I talk a lot in this publication about AI and how I believe this technology will shape our future (for the best).
Today1 I was pondering about the trolley problem, an ethical dilemma that was formulated in 1967, and which has since then ended more than one friendship.
There is a runaway trolley barreling down the railway tracks. Ahead, on the tracks, there are five people tied up and unable to move. The trolley is headed straight for them. You are standing some distance off in the train yard, next to a lever. If you pull this lever, the trolley will switch to a different set of tracks.
However, you notice that there is one person on the side track. You have two (and only two) options:
Do nothing, in which case the trolley will kill the five people on the main track.
Pull the lever, diverting the trolley onto the side track where it will kill one person.
Which is the more ethical option? Or, more simply: What is the right thing to do?
What I find amusing is that we are very close to discovering the right solution to the dilemma, especially once we start having self-driving cars on the streets at large.
I am sure the folks at Waymo are well-acquainted with the 3 laws of robotics:
A robot may not injure a human being or, through inaction, allow a human being to come to harm.
A robot must obey the orders given to it by human beings, except where such orders would conflict with the First Law.

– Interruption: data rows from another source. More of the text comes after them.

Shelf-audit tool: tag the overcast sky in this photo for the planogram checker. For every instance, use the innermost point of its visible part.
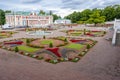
(60, 7)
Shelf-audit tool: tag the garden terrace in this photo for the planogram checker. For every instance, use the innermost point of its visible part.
(53, 50)
(85, 32)
(6, 34)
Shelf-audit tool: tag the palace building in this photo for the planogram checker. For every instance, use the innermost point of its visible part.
(15, 19)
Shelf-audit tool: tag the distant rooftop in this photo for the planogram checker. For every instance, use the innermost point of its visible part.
(24, 13)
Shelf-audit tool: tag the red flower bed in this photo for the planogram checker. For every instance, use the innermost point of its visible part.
(95, 31)
(89, 34)
(71, 30)
(3, 32)
(77, 40)
(55, 51)
(16, 42)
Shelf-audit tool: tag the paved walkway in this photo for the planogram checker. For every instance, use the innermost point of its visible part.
(102, 62)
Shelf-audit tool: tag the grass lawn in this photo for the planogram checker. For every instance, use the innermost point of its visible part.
(61, 38)
(27, 49)
(46, 41)
(74, 46)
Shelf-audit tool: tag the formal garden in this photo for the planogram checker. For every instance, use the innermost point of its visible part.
(85, 32)
(6, 34)
(52, 50)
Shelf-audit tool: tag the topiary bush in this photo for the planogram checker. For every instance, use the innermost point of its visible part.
(65, 40)
(51, 45)
(44, 37)
(16, 49)
(27, 41)
(88, 46)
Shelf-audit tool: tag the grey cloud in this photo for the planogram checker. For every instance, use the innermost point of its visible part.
(31, 1)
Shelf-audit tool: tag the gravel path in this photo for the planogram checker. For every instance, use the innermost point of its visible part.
(102, 62)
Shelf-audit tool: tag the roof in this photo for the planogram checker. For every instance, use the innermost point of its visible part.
(23, 13)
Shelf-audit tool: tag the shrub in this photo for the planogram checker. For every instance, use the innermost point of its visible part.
(84, 31)
(75, 59)
(88, 46)
(27, 41)
(16, 49)
(65, 40)
(44, 37)
(51, 45)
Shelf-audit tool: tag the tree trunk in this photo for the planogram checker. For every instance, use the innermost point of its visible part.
(1, 26)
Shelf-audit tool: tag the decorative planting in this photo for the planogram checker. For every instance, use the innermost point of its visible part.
(52, 50)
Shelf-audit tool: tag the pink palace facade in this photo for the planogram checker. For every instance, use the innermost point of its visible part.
(28, 19)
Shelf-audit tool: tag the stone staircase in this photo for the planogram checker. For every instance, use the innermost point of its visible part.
(118, 39)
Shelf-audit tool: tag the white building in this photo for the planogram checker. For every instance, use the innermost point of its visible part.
(28, 19)
(62, 21)
(116, 35)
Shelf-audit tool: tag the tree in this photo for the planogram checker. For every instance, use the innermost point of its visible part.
(2, 18)
(109, 12)
(96, 18)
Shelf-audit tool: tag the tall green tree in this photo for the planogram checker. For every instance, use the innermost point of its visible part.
(109, 12)
(42, 12)
(2, 18)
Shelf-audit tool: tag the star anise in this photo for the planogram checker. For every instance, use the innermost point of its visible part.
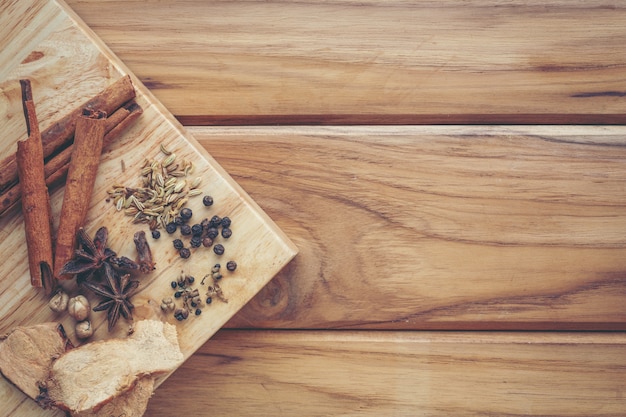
(90, 257)
(116, 291)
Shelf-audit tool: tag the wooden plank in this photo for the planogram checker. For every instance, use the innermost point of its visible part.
(67, 65)
(364, 62)
(438, 227)
(322, 373)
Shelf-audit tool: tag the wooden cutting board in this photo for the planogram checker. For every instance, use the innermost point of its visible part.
(67, 64)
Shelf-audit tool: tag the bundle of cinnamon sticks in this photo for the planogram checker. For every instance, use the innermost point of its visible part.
(70, 147)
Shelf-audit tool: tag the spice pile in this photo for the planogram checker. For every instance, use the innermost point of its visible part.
(163, 193)
(161, 202)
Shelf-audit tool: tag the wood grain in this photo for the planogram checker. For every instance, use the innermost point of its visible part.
(364, 62)
(67, 66)
(438, 227)
(265, 373)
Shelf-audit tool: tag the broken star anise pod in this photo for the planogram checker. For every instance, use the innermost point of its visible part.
(116, 291)
(91, 255)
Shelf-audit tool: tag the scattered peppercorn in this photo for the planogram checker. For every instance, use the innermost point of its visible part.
(170, 227)
(196, 230)
(212, 232)
(186, 213)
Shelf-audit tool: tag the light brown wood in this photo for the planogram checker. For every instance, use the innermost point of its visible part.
(399, 227)
(479, 61)
(67, 64)
(265, 373)
(438, 227)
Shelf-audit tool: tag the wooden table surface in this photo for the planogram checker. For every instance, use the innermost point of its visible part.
(454, 176)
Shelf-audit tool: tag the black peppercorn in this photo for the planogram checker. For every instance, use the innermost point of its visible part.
(186, 213)
(185, 230)
(170, 227)
(226, 221)
(196, 230)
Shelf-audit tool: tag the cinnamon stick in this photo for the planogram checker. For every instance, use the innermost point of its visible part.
(81, 178)
(35, 200)
(60, 134)
(56, 168)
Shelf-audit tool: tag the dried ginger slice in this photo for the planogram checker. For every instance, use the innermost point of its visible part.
(26, 354)
(92, 375)
(132, 403)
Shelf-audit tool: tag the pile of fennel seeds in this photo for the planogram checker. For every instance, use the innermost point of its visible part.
(164, 191)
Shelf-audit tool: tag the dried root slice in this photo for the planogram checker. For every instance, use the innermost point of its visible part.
(26, 355)
(87, 378)
(132, 403)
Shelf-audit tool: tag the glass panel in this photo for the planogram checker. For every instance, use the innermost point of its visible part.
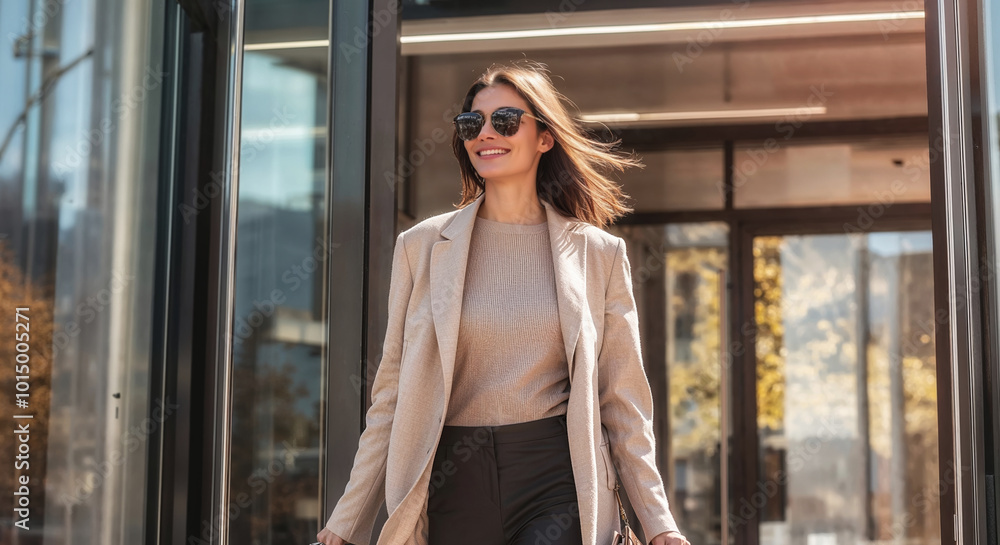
(846, 389)
(78, 220)
(281, 262)
(696, 291)
(855, 70)
(679, 273)
(677, 180)
(990, 47)
(772, 173)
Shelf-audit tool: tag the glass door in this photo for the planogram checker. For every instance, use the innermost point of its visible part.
(282, 256)
(680, 274)
(845, 390)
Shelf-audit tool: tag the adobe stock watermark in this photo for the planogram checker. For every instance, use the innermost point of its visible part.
(74, 155)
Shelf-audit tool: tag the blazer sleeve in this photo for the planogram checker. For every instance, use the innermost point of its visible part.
(627, 404)
(354, 516)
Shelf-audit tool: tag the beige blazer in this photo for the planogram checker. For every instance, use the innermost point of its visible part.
(610, 408)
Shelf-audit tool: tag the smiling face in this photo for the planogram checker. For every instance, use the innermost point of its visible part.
(506, 158)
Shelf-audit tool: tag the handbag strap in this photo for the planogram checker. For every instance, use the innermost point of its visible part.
(621, 508)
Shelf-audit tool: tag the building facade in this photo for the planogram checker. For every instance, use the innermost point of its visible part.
(199, 200)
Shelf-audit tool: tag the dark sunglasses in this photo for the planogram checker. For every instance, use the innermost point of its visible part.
(506, 121)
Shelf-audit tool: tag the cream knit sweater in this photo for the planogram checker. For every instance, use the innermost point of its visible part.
(510, 365)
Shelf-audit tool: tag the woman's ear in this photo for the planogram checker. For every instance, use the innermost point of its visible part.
(548, 141)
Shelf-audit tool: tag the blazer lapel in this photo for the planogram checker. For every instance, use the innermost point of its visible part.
(447, 272)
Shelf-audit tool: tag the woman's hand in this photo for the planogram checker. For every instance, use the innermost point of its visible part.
(670, 538)
(329, 538)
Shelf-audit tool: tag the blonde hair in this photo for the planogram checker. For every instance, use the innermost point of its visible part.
(569, 175)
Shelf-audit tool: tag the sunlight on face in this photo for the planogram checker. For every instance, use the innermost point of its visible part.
(505, 159)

A robot must protect its existence as long as such protection does not conflict with the First or Second Law.
And I hope they also remember that Asimov himself had to add a “zeroth” law to make it work2:
A robot may not harm humanity, or, by inaction, allow humanity to come to harm.
I am curious about how a Waymo SUV will decide what’s good for humanity when choosing between breaking, with an high likelyhood of crashing onto another car and kill all the passengers aboard, or steering, and kill the people on the sidewalk.
As of now, it will choose to brake and call home for human intervention, but that won’t be forever. For instance, you can’t brake in the middle of a highway, and when that happens, I would like to know how they resolve the dilemma so we can stop arguing.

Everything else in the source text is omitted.